I just looked at it and was going to post it was for blowing smoke up your ass. You ruined it for me with the description. Interesting that it appears you could actually blow smoke up your own ass. Of course, there was no cable, so this was probably a unique passtime for the whole family. "Well, Bobby. You're getting to be quite a little man. Why doncha just slide on over here, and blow a little smoke up dad's ass?"
I wonder if there is anything that people haven't put up their ass over the years. Oh look!. There's my glasses.
So I went to the optometrist. He said "You need glasses." I said, "How do you know that? You didn't even examine me." He said, "I've seen your girlfriend." ..Ahahahaha... ..Aha. aha ha ha.
Subway is being sued over the length of their subs not being actually what they claim to be. No doubt by a woman.
No, this isn't about the six inch. This is a 12". The foot long isn't a foot long. If you show up bragging you've got a foot long, and it's only 11", I think you get a pass.. At least I always have.
Not a chance. Ever see these gals? They'll see a six inch sub and swear it's 12 (cuz that's what they've been told by guys)!

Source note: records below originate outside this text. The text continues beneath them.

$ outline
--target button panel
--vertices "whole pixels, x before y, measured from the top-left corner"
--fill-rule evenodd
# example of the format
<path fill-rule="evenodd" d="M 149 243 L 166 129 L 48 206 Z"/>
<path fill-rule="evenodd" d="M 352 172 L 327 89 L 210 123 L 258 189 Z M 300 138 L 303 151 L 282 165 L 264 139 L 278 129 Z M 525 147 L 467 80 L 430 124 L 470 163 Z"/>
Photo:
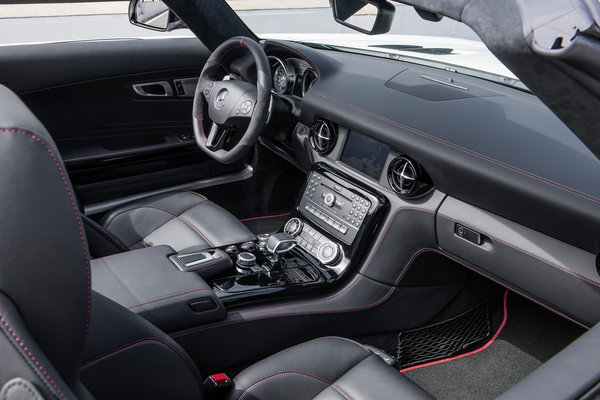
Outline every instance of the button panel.
<path fill-rule="evenodd" d="M 352 243 L 375 205 L 361 190 L 313 171 L 307 179 L 299 211 L 346 244 Z"/>

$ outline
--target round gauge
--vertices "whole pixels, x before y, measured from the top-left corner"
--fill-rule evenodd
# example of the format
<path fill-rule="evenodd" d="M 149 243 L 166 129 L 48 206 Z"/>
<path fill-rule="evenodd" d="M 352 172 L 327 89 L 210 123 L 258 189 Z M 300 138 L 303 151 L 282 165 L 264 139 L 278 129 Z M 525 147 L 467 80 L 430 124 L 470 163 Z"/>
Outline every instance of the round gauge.
<path fill-rule="evenodd" d="M 317 82 L 317 73 L 312 69 L 307 69 L 302 74 L 302 96 Z"/>
<path fill-rule="evenodd" d="M 283 65 L 279 65 L 273 74 L 273 90 L 282 94 L 285 93 L 288 87 L 288 73 Z"/>

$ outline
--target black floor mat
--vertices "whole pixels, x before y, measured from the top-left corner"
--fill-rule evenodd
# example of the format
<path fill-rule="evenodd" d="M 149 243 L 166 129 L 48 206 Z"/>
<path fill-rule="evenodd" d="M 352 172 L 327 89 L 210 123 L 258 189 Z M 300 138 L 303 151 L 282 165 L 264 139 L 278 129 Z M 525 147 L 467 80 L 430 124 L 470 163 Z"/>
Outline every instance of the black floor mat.
<path fill-rule="evenodd" d="M 494 399 L 584 332 L 518 295 L 509 294 L 507 306 L 506 324 L 487 348 L 405 376 L 438 400 Z"/>
<path fill-rule="evenodd" d="M 446 321 L 398 334 L 399 368 L 447 358 L 490 336 L 487 302 Z"/>

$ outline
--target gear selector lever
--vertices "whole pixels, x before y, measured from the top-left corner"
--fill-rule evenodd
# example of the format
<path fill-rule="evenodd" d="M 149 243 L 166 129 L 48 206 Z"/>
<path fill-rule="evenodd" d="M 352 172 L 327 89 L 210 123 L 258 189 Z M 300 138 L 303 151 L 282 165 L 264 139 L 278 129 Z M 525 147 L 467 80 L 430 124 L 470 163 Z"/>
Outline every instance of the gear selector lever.
<path fill-rule="evenodd" d="M 267 240 L 266 249 L 271 254 L 271 262 L 276 265 L 281 254 L 287 253 L 296 247 L 296 238 L 289 233 L 274 233 Z"/>

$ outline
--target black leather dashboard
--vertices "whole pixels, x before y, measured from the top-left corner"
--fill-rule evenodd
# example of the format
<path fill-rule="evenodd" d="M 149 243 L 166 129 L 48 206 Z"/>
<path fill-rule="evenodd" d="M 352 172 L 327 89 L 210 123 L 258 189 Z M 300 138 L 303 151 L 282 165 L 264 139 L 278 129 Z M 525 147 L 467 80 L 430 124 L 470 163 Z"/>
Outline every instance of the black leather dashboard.
<path fill-rule="evenodd" d="M 600 162 L 535 96 L 411 63 L 269 46 L 285 46 L 318 71 L 302 101 L 304 124 L 323 117 L 357 129 L 415 158 L 440 191 L 600 251 Z M 452 78 L 469 91 L 449 95 L 427 79 L 403 86 L 402 74 Z"/>

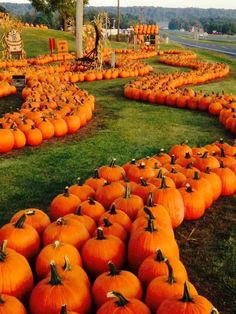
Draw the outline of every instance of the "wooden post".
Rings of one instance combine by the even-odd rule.
[[[83,57],[83,17],[84,2],[76,0],[76,57]]]
[[[120,0],[117,1],[117,41],[120,41]]]

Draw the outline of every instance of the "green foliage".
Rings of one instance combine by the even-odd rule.
[[[0,5],[0,12],[6,12],[6,9]]]
[[[185,29],[190,31],[192,26],[202,27],[205,32],[211,34],[218,33],[234,35],[236,34],[236,20],[227,17],[206,18],[206,17],[176,17],[170,20],[169,29]]]

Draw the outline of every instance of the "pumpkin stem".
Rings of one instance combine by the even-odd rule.
[[[130,186],[127,183],[125,187],[125,198],[130,198]]]
[[[4,304],[4,301],[2,299],[2,296],[0,295],[0,304]]]
[[[224,144],[224,139],[222,137],[220,138],[219,143]]]
[[[104,236],[104,233],[103,233],[103,229],[101,227],[98,227],[97,228],[97,240],[105,240],[105,236]]]
[[[131,160],[130,164],[131,164],[131,165],[135,165],[135,164],[136,164],[136,159],[133,158],[133,159]]]
[[[170,265],[170,262],[169,262],[168,259],[165,260],[165,263],[166,263],[166,265],[168,267],[168,280],[167,280],[167,282],[169,282],[169,284],[173,285],[173,283],[175,283],[173,268]]]
[[[160,150],[156,153],[157,156],[161,156],[164,153],[165,149],[160,148]]]
[[[62,305],[60,314],[67,314],[66,304]]]
[[[110,222],[110,220],[108,218],[104,218],[103,223],[104,223],[104,227],[112,226],[112,223]]]
[[[220,148],[220,157],[225,157],[225,151],[224,148]]]
[[[95,205],[95,201],[94,201],[93,197],[89,198],[89,204],[90,205]]]
[[[66,224],[66,221],[63,217],[58,218],[56,222],[58,226],[62,226]]]
[[[140,168],[140,169],[144,169],[144,168],[145,168],[145,163],[144,163],[144,162],[141,162],[141,164],[139,165],[139,168]]]
[[[159,189],[167,189],[167,188],[168,188],[168,186],[166,185],[166,177],[163,176],[162,180],[161,180],[161,186]]]
[[[114,168],[115,167],[115,163],[116,163],[116,158],[112,158],[112,160],[110,162],[110,167]]]
[[[208,173],[208,174],[210,174],[210,173],[211,173],[211,169],[210,169],[210,167],[206,167],[206,169],[205,169],[205,173]]]
[[[4,240],[2,242],[2,245],[0,247],[0,262],[4,262],[6,258],[6,248],[7,248],[7,240]]]
[[[57,268],[54,262],[50,263],[50,269],[51,269],[51,279],[48,282],[48,284],[52,286],[62,285],[61,277],[59,276],[57,272]]]
[[[187,145],[188,144],[188,140],[184,140],[183,142],[180,143],[181,145]]]
[[[93,178],[94,179],[99,179],[98,169],[94,170]]]
[[[118,300],[115,302],[118,307],[125,307],[126,304],[129,303],[129,301],[120,292],[117,292],[117,291],[108,292],[107,297],[108,298],[114,298],[114,297],[118,298]]]
[[[155,227],[154,227],[154,221],[153,221],[153,219],[148,219],[148,225],[147,225],[147,227],[145,228],[145,230],[146,231],[148,231],[148,232],[154,232],[154,231],[156,231],[156,229],[155,229]]]
[[[162,173],[162,170],[160,169],[158,171],[158,175],[157,175],[157,178],[161,179],[163,177],[163,173]]]
[[[81,213],[81,206],[79,206],[75,212],[75,215],[77,216],[82,216],[82,213]]]
[[[148,206],[148,207],[153,207],[153,206],[154,206],[153,194],[152,194],[152,192],[149,192],[149,193],[148,193],[147,206]]]
[[[208,157],[208,152],[205,152],[201,158],[207,158]]]
[[[191,185],[190,184],[186,184],[186,192],[188,192],[188,193],[192,193],[193,192],[193,189],[192,189],[192,187],[191,187]]]
[[[180,299],[182,302],[193,302],[193,299],[190,296],[189,290],[188,290],[188,284],[187,282],[184,283],[184,293],[183,297]]]
[[[26,216],[34,216],[35,215],[35,210],[29,209],[25,211]]]
[[[71,271],[72,267],[71,267],[70,260],[69,260],[68,256],[66,256],[66,255],[64,256],[64,261],[65,261],[65,264],[62,267],[62,269],[64,271]]]
[[[200,179],[199,172],[198,171],[194,171],[193,180],[199,180],[199,179]]]
[[[64,194],[65,197],[69,197],[69,186],[65,187]]]
[[[140,184],[141,184],[142,186],[148,186],[147,181],[144,180],[143,177],[140,177]]]
[[[185,154],[185,157],[184,157],[185,159],[190,159],[191,158],[191,155],[190,155],[190,153],[189,152],[187,152],[186,154]]]
[[[111,209],[109,210],[109,214],[111,214],[111,215],[116,215],[117,214],[116,205],[115,204],[111,205]]]
[[[60,246],[61,246],[61,242],[58,241],[58,240],[56,240],[56,241],[53,243],[54,249],[58,249]]]
[[[25,220],[26,220],[26,215],[23,214],[23,215],[17,220],[17,222],[14,224],[14,227],[15,227],[15,228],[22,229],[22,228],[24,227]]]
[[[158,162],[155,162],[153,169],[159,169],[159,168],[160,168],[160,167],[158,166]]]
[[[218,310],[214,307],[212,310],[211,310],[211,314],[219,314]]]
[[[172,167],[170,173],[178,173],[178,171],[174,167]]]
[[[153,216],[153,213],[150,211],[148,207],[144,206],[143,210],[148,215],[148,219],[155,219],[155,217]]]
[[[223,163],[223,161],[221,160],[220,161],[220,168],[224,168],[225,166],[224,166],[224,163]]]
[[[166,258],[163,256],[162,251],[160,249],[158,249],[156,251],[155,261],[157,261],[157,262],[165,262],[166,261]]]
[[[81,182],[81,178],[80,177],[77,178],[77,185],[78,186],[82,186],[82,182]]]
[[[192,169],[193,168],[193,163],[192,162],[188,163],[185,168],[186,169]]]
[[[175,165],[175,155],[171,155],[170,164],[171,164],[171,165]]]
[[[112,263],[112,261],[108,262],[108,268],[110,270],[108,276],[117,276],[120,274],[120,270],[118,270],[115,266],[115,264]]]

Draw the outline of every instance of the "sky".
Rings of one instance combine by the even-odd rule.
[[[27,0],[0,0],[1,2],[27,3]],[[116,6],[117,0],[89,0],[94,6]],[[236,0],[120,0],[121,6],[160,6],[160,7],[196,7],[196,8],[224,8],[236,9]]]

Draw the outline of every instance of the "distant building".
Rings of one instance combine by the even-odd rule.
[[[4,24],[4,22],[9,20],[9,14],[5,12],[0,12],[0,26]]]

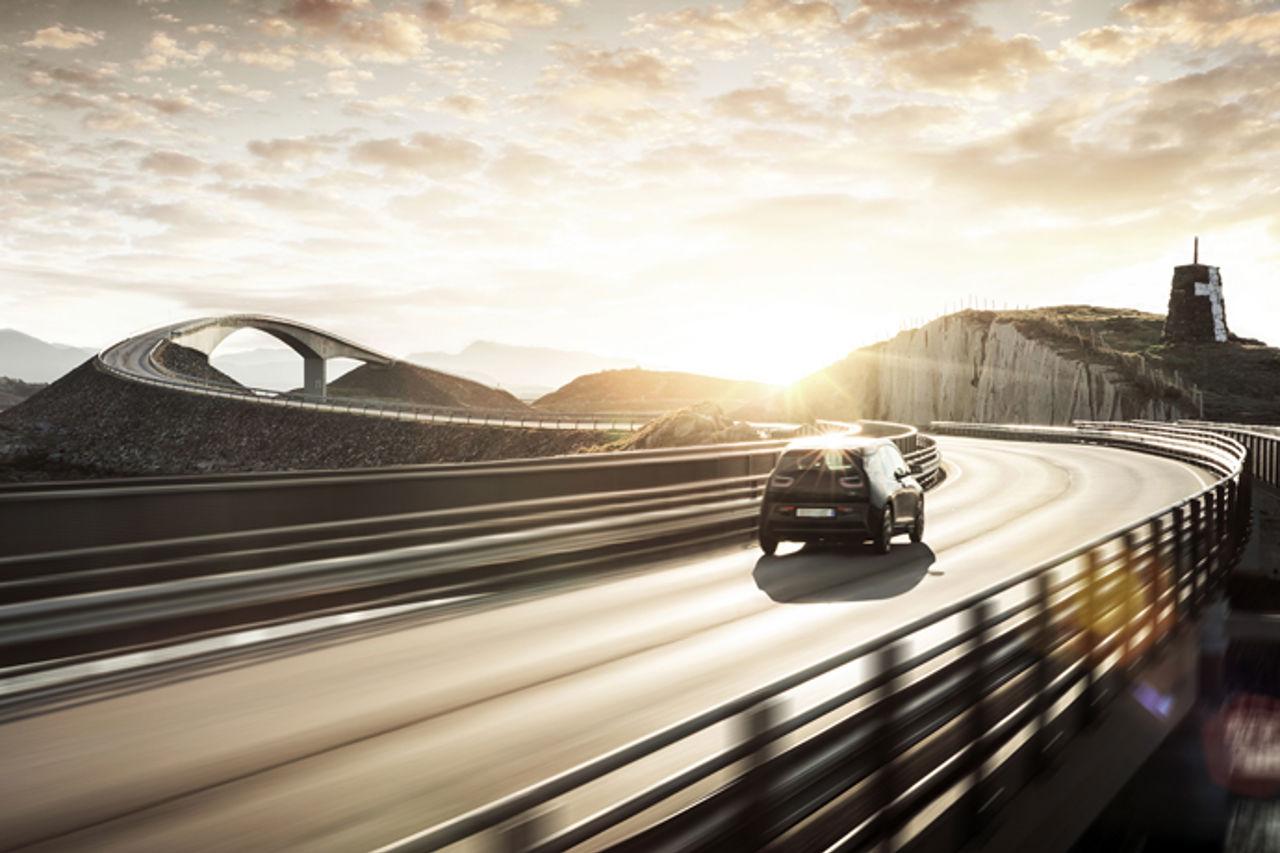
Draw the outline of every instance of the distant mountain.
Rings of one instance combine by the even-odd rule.
[[[669,412],[700,403],[736,409],[776,393],[763,382],[671,370],[605,370],[579,376],[534,403],[552,412]]]
[[[23,382],[21,379],[10,379],[0,376],[0,411],[16,406],[37,391],[48,386],[43,382]]]
[[[405,360],[500,386],[526,399],[546,394],[586,373],[635,367],[634,361],[623,358],[493,341],[476,341],[457,353],[410,353]]]
[[[52,382],[97,350],[51,344],[16,329],[0,329],[0,376],[24,382]]]

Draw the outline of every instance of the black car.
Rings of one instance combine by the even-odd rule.
[[[784,540],[863,542],[889,552],[889,540],[924,537],[924,489],[886,439],[823,435],[794,441],[778,459],[760,507],[760,547]]]

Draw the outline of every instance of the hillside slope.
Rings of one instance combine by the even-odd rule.
[[[529,410],[507,391],[406,361],[362,364],[330,382],[329,396],[458,409]]]
[[[533,405],[551,412],[666,412],[698,403],[734,409],[773,390],[762,382],[629,368],[579,376]]]
[[[0,376],[0,411],[18,405],[44,387],[43,382],[23,382],[21,379]]]
[[[1062,306],[964,311],[856,350],[742,417],[1069,423],[1204,416],[1280,422],[1280,350],[1165,345],[1164,318]]]
[[[0,412],[0,481],[470,462],[600,440],[263,406],[130,382],[88,362]]]

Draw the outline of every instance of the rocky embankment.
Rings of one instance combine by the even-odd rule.
[[[642,429],[601,447],[597,451],[656,450],[662,447],[692,447],[700,444],[727,444],[759,441],[764,436],[748,424],[725,415],[715,403],[700,403],[655,418]]]
[[[217,385],[240,383],[209,363],[209,357],[199,350],[169,341],[161,341],[151,355],[152,361],[166,373],[178,378],[198,379]]]
[[[1148,381],[1141,373],[1145,368],[1130,369],[1125,353],[1101,343],[1093,347],[1075,331],[1063,333],[1075,327],[1064,325],[1053,312],[1070,310],[948,315],[856,350],[785,394],[772,395],[734,414],[754,419],[867,418],[915,424],[933,420],[1063,424],[1075,419],[1196,416],[1188,395]],[[1122,320],[1125,329],[1135,316],[1143,318],[1143,323],[1148,316],[1153,323],[1159,320],[1137,312],[1110,315]],[[1149,362],[1160,364],[1161,356],[1168,354],[1158,351],[1158,325],[1154,328],[1156,343],[1144,346],[1157,350]],[[1141,331],[1146,334],[1146,325]]]
[[[0,479],[471,462],[573,453],[600,439],[200,397],[118,379],[87,362],[0,413]]]

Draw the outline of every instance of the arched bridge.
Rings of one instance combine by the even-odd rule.
[[[310,397],[325,396],[325,362],[330,358],[351,358],[368,364],[390,364],[391,356],[349,341],[331,332],[294,320],[265,314],[229,314],[202,317],[129,338],[104,351],[100,359],[108,366],[144,376],[166,373],[159,370],[152,355],[162,341],[212,355],[228,336],[241,329],[256,329],[284,343],[303,361],[303,388]]]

Imo, a pretty funny comment onthe net regarding Barry's statement on football. "No Obamacare for high school football players. A nation of docile low testosterone cows. Perfect to trample over. I'm pretty sure 75% of the men in the US are already owned by a strapon queen as it is." ------------------------- A nation of low docile low testosterone cows.. first person I thought of was our director of Homeland Security. "Janet" who can't run up a flight of stairs is protecting us. "Praise the Lord and pass the ammo."